Aggressive angle: countdown banner + 'lock in bonus' modal
Aggressive Loss Aversion (TEMU-inspired)
Flashing alert: 'Don't risk missing out, your balance is low.' Timer pressure: 'Set auto-reload in the next 24 hours to lock in your bonus prize.' The angle leans on urgency and FOMO. Converts faster short-term, risks feeling manipulative.
STEP 1 OF 3
Select payment method
Gamified angle: spin wheel + 'bonus spins for auto-loaders'
Gamified (Dunkin / Grab model)
Reload screen doubles as a spin-the-wheel. 'Skip reload = skip your chance to spin.' Auto-loaders get 2x spins each month. The angle adds variable reward, the slot-machine pattern in a softer skin.
Recommendation summary card: trust spectrum with chosen zone highlighted
The recommendation
I recommended shipping the trustworthy angle as the primary surface. Layer urgency tactics (expiry countdowns) on top where they inform a user. For a wallet that holds real money, the trust position beats the conversion play.
With/Without comparison card showing money state
Supporting pattern: 'With vs Without' card
Two states side by side at the decision moment. With Load: $25 → $26.25. Without Load: $25 → still $25, with a bold red 'Lost: $1.25'. Surfaces the cost of inaction in concrete dollars, without crossing into manipulation.
Dashboard module: cumulative missed-rewards counter
Supporting pattern: cumulative missed-rewards counter
Dashboard module: 'You've missed $18.40 in rewards this month.' Missing value over time hurts more than missing once. The counter updates weekly so the number moves.
ARTIFACTS
What the sprint produced.
Research grid, three auto-reload angles, two supporting patterns. The artifacts the team kept using after the sprint.

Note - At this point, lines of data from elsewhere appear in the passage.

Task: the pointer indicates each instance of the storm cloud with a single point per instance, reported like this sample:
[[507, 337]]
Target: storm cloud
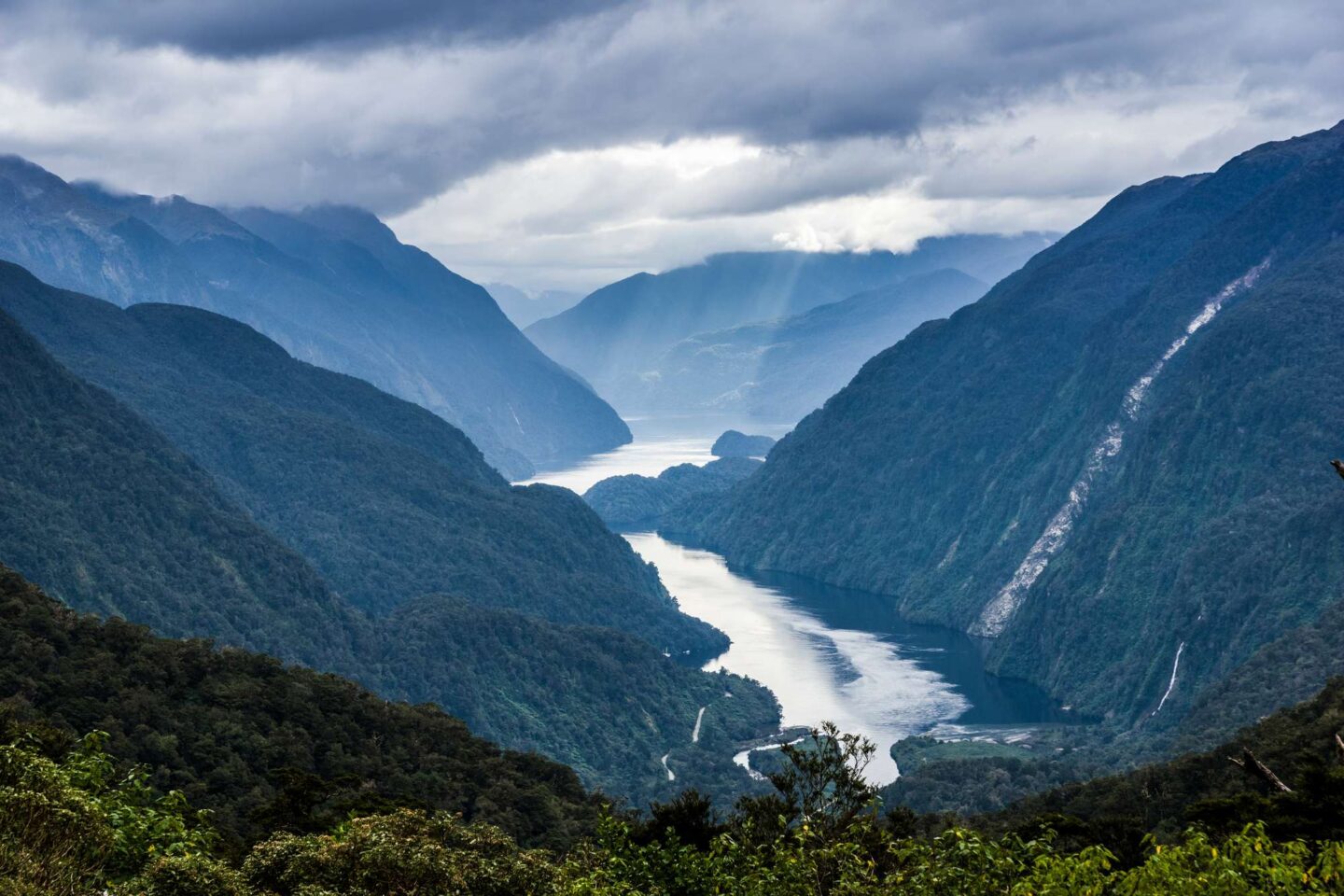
[[636, 134]]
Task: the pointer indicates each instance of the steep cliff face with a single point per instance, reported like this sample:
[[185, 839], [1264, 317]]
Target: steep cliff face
[[333, 287], [1109, 465]]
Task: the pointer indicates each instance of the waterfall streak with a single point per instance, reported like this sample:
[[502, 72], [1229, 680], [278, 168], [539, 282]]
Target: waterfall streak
[[1170, 685], [996, 614]]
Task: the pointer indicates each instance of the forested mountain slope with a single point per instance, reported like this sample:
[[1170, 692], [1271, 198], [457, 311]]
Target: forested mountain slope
[[333, 287], [384, 497], [782, 369], [611, 336], [109, 516], [1114, 464], [261, 745]]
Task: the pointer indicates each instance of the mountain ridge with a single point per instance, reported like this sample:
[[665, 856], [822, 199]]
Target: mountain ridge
[[329, 284]]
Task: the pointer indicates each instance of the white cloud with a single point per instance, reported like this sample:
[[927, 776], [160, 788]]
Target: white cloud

15-app research grid, full-width comparison
Research grid: 15 apps × 7 dimensions, the team's retention reference
Trustworthy auto-reload setup screen
Trustworthy angle, the recommended posture
With/Without comparison card mockup
With/Without supporting pattern
Cumulative missed-rewards dashboard module
Cumulative counter supporting pattern
Trust spectrum: tactics plotted from informative to manipulative
The line I drew between informing users and exploiting them
THE IMPACT
3
Auto-reload directions
Safe & Trustworthy, Aggressive Loss Aversion, Gamified. Three postures with explicit tradeoffs so stakeholders could pick the brand position, not argue about copy.
15
Apps researched
Each dissected across 7 dimensions. The comparison grid became the team's retention reference.
Trustworthy
The recommendation
I recommended shipping the trust posture, with selective urgency tactics layered where they inform a user. The conversion math pointed elsewhere; the product's actual brand pointed here.

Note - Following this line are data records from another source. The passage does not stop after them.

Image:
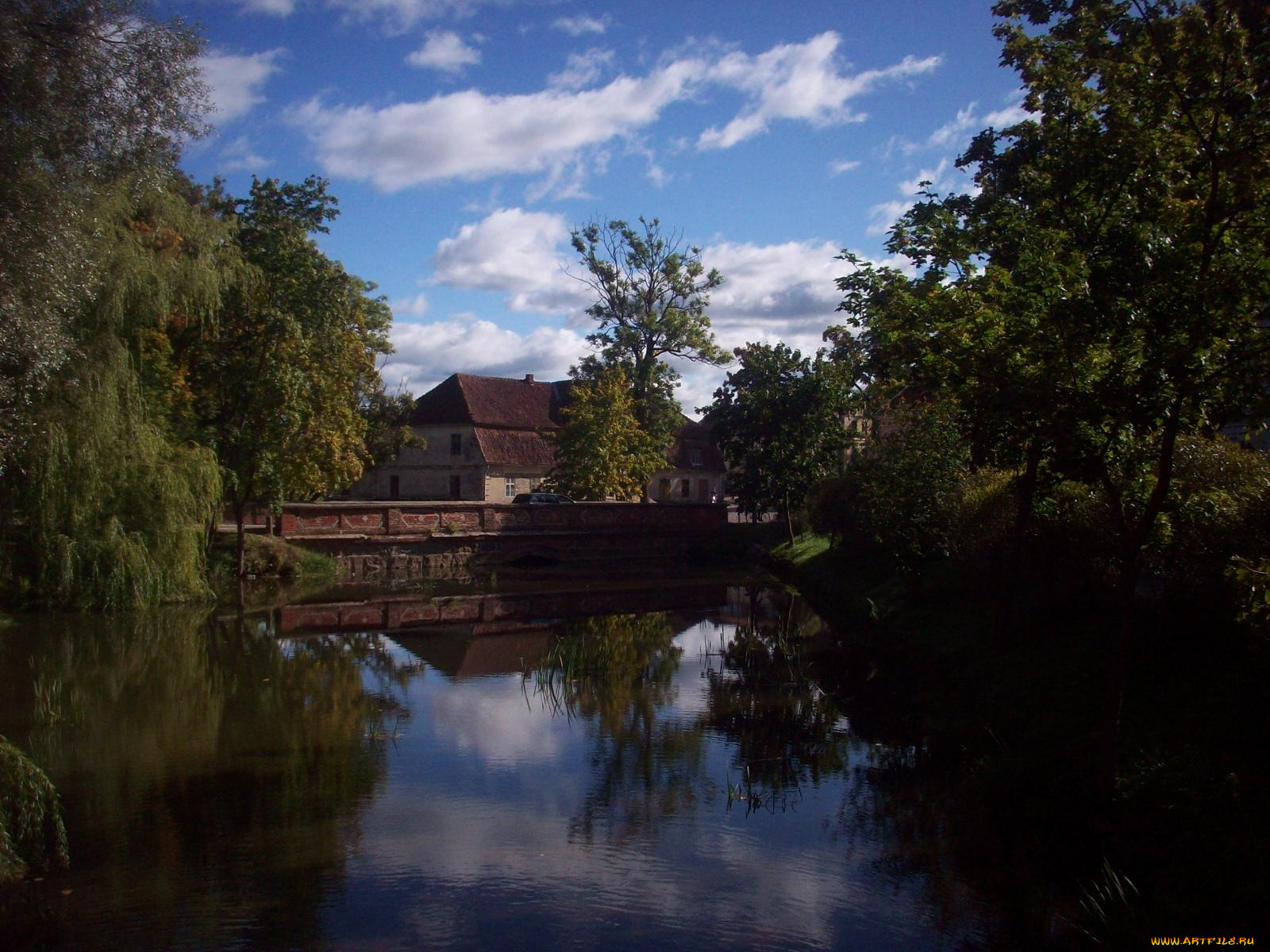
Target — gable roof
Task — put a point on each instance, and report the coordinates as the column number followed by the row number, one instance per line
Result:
column 493, row 401
column 507, row 447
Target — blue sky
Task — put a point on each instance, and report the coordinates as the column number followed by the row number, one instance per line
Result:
column 465, row 139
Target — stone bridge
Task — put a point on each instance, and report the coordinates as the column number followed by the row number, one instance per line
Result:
column 378, row 543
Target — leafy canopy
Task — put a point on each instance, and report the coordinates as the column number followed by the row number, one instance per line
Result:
column 601, row 451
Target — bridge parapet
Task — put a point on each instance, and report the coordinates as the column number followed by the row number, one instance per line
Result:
column 421, row 520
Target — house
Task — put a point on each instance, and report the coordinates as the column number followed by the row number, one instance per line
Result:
column 696, row 473
column 488, row 440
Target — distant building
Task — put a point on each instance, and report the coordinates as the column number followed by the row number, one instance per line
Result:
column 489, row 441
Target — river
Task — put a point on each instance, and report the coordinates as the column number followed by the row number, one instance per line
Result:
column 619, row 765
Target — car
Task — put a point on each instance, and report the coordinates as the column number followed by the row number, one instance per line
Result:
column 541, row 499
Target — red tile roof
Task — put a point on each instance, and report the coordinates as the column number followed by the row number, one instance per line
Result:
column 492, row 401
column 503, row 447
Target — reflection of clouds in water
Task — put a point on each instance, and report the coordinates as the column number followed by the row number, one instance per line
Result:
column 689, row 698
column 749, row 894
column 489, row 717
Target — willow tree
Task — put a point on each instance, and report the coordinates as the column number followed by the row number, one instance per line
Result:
column 279, row 380
column 114, row 505
column 90, row 92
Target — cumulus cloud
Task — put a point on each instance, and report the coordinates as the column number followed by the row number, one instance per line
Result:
column 798, row 82
column 235, row 80
column 429, row 353
column 582, row 69
column 563, row 129
column 273, row 8
column 958, row 131
column 402, row 16
column 582, row 25
column 514, row 251
column 444, row 51
column 474, row 136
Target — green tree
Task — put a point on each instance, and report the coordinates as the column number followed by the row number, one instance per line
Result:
column 1100, row 295
column 601, row 451
column 651, row 304
column 90, row 92
column 779, row 422
column 277, row 381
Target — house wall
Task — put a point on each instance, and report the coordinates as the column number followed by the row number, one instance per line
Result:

Auto-reload is in development on the trustworthy angle. The 15-app research and behavioral formula became our standing retention reference, applied to the work that came next.
LOOKING BACK
Research produces value through specifics.
'Use loss aversion' is not a design direction. 'Cumulative dollars missed, updated weekly on the dashboard' is a design direction. The sprint mattered because the output was specific.

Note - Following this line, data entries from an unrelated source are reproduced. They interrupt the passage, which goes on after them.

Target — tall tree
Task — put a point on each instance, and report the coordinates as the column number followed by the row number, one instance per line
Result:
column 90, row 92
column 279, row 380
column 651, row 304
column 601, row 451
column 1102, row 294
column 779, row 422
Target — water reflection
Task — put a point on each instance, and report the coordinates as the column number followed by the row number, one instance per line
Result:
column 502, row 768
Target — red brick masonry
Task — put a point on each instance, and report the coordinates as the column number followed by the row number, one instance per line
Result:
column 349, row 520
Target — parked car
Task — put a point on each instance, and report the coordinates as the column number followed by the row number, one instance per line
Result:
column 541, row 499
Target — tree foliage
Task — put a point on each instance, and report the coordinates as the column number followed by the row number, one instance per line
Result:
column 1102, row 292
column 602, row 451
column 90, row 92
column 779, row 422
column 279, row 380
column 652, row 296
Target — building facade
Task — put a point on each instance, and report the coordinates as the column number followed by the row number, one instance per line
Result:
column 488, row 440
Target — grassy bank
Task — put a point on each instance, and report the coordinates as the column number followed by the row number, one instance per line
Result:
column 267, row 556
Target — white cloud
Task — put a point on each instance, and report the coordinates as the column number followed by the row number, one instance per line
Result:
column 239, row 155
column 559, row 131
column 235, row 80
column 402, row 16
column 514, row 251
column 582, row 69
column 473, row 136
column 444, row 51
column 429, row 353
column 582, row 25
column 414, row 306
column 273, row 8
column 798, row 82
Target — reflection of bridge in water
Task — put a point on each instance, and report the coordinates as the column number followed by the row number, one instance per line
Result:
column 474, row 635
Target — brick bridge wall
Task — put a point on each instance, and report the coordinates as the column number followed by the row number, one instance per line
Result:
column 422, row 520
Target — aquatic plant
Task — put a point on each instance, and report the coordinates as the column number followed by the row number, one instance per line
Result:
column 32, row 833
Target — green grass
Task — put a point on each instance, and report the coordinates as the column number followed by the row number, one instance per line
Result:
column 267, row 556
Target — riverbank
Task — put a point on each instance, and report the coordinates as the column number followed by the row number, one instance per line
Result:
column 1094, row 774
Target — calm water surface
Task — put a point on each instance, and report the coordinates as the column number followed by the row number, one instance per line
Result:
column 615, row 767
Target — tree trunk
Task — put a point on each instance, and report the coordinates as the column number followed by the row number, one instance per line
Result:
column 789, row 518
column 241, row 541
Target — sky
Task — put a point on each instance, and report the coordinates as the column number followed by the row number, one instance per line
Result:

I chose the trust position over the conversion math.
TEMU's aggressive angle converts faster short-term. Starbucks's trust model holds longer. For a wallet that holds real money, I picked the trust position. The recommendation matched the product's actual brand and the user's expectations of a financial tool.
I drew a line on the trust spectrum.
Loss aversion can become manipulation. The sprint needed an explicit line for when urgency informs users versus exploits them. I plotted the tactics on a spectrum so later decisions had a reference instead of a vibe.
WHAT I'D DO DIFFERENTLY
I'd A/B test the three angles instead of recommending one from research alone. Even a directional read in this audience would have replaced my inference with data.
LOOKING AHEAD
Auto-reload is in development on the trustworthy angle. Next sprints: instrument the re-entry points, ship the cumulative-missed-rewards counter, test the With/Without comparison card at checkout.